The “lean and slippered pantaloon” is the sixth of the seven ages of man recited by Jaques in As You Like It. Now that I’d begun my journey to the seventh and the extended care facility awaiting my arrival there (“Mere oblivion,” saith Jaques. “Sans teeth, sans eyes, sans taste, sans everything”); now that I turned to the obituary before the sports page, spirits rising when I read of the passage of nonagenarians, tumbling when the deceased were in their seventies; now that I was forced to listen to my peers narrate sagas about surgeries and infirmities, I reflected on Jaques’s soliloquy. The pantaloon refers to the snug, youthful hosiery worn by rusted-out Elizabethan males trying to look young.
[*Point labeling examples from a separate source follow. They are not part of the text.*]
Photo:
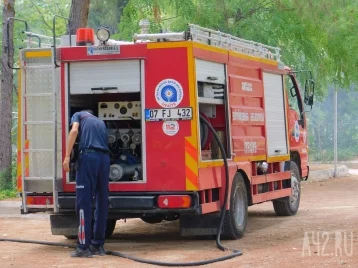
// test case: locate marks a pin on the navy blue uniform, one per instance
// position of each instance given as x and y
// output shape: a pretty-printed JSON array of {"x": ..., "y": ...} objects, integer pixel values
[{"x": 92, "y": 179}]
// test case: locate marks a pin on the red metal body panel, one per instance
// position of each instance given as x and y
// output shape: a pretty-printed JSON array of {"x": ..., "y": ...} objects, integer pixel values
[
  {"x": 247, "y": 110},
  {"x": 166, "y": 161},
  {"x": 68, "y": 54},
  {"x": 166, "y": 154}
]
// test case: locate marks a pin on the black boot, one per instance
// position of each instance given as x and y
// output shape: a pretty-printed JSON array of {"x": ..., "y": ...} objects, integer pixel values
[{"x": 85, "y": 253}]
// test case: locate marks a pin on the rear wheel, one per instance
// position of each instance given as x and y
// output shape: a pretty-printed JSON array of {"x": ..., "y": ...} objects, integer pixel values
[
  {"x": 236, "y": 217},
  {"x": 288, "y": 206}
]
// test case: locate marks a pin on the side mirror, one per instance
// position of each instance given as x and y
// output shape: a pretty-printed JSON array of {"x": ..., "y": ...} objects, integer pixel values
[{"x": 309, "y": 92}]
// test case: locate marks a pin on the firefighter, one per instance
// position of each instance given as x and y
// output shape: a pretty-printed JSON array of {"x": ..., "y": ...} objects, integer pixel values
[{"x": 92, "y": 179}]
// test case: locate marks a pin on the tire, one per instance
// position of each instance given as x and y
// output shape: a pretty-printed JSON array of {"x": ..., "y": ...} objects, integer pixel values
[
  {"x": 288, "y": 206},
  {"x": 236, "y": 217}
]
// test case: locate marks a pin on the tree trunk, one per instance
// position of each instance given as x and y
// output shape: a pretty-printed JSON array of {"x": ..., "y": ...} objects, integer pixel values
[
  {"x": 79, "y": 14},
  {"x": 6, "y": 96}
]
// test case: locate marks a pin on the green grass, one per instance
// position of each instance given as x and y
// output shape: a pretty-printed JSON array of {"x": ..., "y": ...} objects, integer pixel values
[{"x": 4, "y": 194}]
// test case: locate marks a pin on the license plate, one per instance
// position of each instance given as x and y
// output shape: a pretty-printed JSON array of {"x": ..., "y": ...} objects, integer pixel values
[{"x": 168, "y": 114}]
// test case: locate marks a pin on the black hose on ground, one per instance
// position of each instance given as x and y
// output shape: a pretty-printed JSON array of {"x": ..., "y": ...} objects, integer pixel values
[{"x": 235, "y": 253}]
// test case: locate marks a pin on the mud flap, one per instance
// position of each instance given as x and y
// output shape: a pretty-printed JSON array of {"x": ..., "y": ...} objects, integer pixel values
[
  {"x": 199, "y": 225},
  {"x": 66, "y": 225}
]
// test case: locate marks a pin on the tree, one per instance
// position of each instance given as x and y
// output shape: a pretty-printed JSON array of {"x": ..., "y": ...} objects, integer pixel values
[
  {"x": 6, "y": 96},
  {"x": 78, "y": 15},
  {"x": 314, "y": 35}
]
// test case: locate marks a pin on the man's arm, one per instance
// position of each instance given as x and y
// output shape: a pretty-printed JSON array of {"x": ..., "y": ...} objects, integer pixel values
[{"x": 71, "y": 141}]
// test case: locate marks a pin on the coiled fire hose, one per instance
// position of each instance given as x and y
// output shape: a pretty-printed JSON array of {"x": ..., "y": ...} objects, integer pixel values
[{"x": 234, "y": 253}]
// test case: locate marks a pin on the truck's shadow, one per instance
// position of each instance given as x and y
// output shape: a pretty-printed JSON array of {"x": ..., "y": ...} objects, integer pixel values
[{"x": 169, "y": 231}]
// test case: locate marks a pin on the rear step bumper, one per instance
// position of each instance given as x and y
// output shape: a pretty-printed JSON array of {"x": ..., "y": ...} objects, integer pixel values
[{"x": 136, "y": 204}]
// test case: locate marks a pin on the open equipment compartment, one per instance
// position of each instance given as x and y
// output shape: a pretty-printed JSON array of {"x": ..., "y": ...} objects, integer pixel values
[
  {"x": 114, "y": 95},
  {"x": 213, "y": 105}
]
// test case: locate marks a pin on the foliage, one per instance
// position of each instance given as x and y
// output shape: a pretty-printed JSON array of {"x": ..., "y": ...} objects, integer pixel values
[
  {"x": 314, "y": 35},
  {"x": 321, "y": 127}
]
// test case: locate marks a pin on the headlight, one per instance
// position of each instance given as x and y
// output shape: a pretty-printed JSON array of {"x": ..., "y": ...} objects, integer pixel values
[{"x": 103, "y": 34}]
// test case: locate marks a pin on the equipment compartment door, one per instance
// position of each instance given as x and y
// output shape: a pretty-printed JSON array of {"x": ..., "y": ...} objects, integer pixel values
[
  {"x": 275, "y": 115},
  {"x": 105, "y": 77}
]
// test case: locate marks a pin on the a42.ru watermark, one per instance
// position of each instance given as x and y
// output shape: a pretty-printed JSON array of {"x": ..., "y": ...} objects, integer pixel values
[{"x": 336, "y": 243}]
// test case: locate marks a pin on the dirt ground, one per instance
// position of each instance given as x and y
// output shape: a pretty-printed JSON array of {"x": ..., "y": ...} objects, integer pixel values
[{"x": 324, "y": 233}]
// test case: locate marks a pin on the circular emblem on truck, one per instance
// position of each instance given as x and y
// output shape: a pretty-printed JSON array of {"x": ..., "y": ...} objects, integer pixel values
[
  {"x": 170, "y": 127},
  {"x": 169, "y": 93}
]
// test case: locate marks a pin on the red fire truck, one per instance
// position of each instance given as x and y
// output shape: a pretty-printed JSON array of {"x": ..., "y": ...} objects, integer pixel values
[{"x": 151, "y": 93}]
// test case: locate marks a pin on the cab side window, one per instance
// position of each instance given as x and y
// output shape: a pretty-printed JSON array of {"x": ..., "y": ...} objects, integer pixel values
[{"x": 294, "y": 101}]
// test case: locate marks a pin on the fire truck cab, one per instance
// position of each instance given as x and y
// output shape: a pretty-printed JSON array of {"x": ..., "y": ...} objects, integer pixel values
[{"x": 153, "y": 94}]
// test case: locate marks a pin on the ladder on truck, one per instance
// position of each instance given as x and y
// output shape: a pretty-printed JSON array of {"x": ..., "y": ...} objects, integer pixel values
[
  {"x": 211, "y": 37},
  {"x": 39, "y": 127}
]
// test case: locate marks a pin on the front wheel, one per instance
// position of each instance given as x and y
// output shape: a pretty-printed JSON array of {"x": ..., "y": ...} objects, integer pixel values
[
  {"x": 288, "y": 206},
  {"x": 236, "y": 217}
]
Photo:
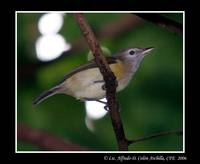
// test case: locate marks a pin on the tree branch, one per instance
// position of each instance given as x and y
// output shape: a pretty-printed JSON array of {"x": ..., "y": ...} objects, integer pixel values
[
  {"x": 45, "y": 140},
  {"x": 109, "y": 78},
  {"x": 163, "y": 22},
  {"x": 112, "y": 30},
  {"x": 179, "y": 132}
]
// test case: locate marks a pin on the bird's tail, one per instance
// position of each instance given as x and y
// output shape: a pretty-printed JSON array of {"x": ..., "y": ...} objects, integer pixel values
[{"x": 46, "y": 94}]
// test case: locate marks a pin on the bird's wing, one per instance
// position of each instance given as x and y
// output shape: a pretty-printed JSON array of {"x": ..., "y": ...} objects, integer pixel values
[{"x": 89, "y": 65}]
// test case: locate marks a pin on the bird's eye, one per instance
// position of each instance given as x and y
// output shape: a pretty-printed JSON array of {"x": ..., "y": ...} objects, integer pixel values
[{"x": 132, "y": 52}]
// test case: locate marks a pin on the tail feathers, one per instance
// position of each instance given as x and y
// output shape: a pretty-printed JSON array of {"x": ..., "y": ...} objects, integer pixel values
[{"x": 45, "y": 95}]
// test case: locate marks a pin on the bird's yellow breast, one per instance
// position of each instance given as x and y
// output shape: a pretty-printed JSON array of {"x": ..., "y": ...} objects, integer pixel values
[{"x": 118, "y": 69}]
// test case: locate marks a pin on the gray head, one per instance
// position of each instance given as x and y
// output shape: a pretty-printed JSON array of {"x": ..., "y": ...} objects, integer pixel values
[{"x": 133, "y": 54}]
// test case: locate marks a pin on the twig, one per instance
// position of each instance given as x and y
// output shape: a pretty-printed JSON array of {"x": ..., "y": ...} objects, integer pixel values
[
  {"x": 45, "y": 140},
  {"x": 179, "y": 132},
  {"x": 163, "y": 22},
  {"x": 109, "y": 78},
  {"x": 112, "y": 30}
]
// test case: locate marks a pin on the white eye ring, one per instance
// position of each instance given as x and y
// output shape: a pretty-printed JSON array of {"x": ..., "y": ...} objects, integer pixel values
[{"x": 132, "y": 52}]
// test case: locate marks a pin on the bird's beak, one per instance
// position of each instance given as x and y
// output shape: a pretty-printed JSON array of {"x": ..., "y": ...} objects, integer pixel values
[{"x": 147, "y": 50}]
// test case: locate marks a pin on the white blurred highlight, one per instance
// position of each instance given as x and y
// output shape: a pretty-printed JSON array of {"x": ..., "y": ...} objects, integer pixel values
[
  {"x": 50, "y": 23},
  {"x": 49, "y": 47}
]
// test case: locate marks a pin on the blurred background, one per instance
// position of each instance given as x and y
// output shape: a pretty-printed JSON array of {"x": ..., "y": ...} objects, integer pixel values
[{"x": 49, "y": 45}]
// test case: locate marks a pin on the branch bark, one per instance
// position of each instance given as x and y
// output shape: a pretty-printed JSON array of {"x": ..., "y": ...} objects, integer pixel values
[
  {"x": 109, "y": 78},
  {"x": 44, "y": 140},
  {"x": 178, "y": 132}
]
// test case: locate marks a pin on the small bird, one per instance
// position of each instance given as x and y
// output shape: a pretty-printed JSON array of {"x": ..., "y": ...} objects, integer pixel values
[{"x": 86, "y": 81}]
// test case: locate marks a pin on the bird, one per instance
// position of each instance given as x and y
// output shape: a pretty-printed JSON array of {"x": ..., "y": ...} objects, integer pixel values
[{"x": 86, "y": 83}]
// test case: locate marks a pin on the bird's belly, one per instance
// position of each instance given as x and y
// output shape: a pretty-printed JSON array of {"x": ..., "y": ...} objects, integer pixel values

I vowed never to make myself ridiculous by adopting the dress, mannerisms, and slang of twenty-, thirty-, or even forty-somethings. I would not rinse what was left of my hair in Grecian Formula or address my male friends as “dude” or say things like “cool app.” The sixth-ager’s task is not to preserve the illusion of youth; it is to avoid nostalgia and remain relevant for as long as possible—tricky in an era when just about everything becomes obsolete in six months.
How to stay current without latching onto every trend, how to age without growing into a cranky old fart mired in the past—those were my questions. I drew inspiration from my grandparents’ generation, because it, more than my parents’, lived through a time of dizzying technological change, radical upheavals in society. My paternal grandmother, Rose, born in Chicago in 1894, married in 1913 wearing a whalebone corset, was twenty-six before women won the right to vote. She lived well into the era of miniskirts and the feminist movement. She remembered horse-drawn fire engines, gaslight, wooden sidewalks, and hearing about the Wright Brothers’ first flight. At seventy-five, in my parents’ family room, she sat beside me watching Neil Armstrong set foot on the moon, shaking her head in disbelief.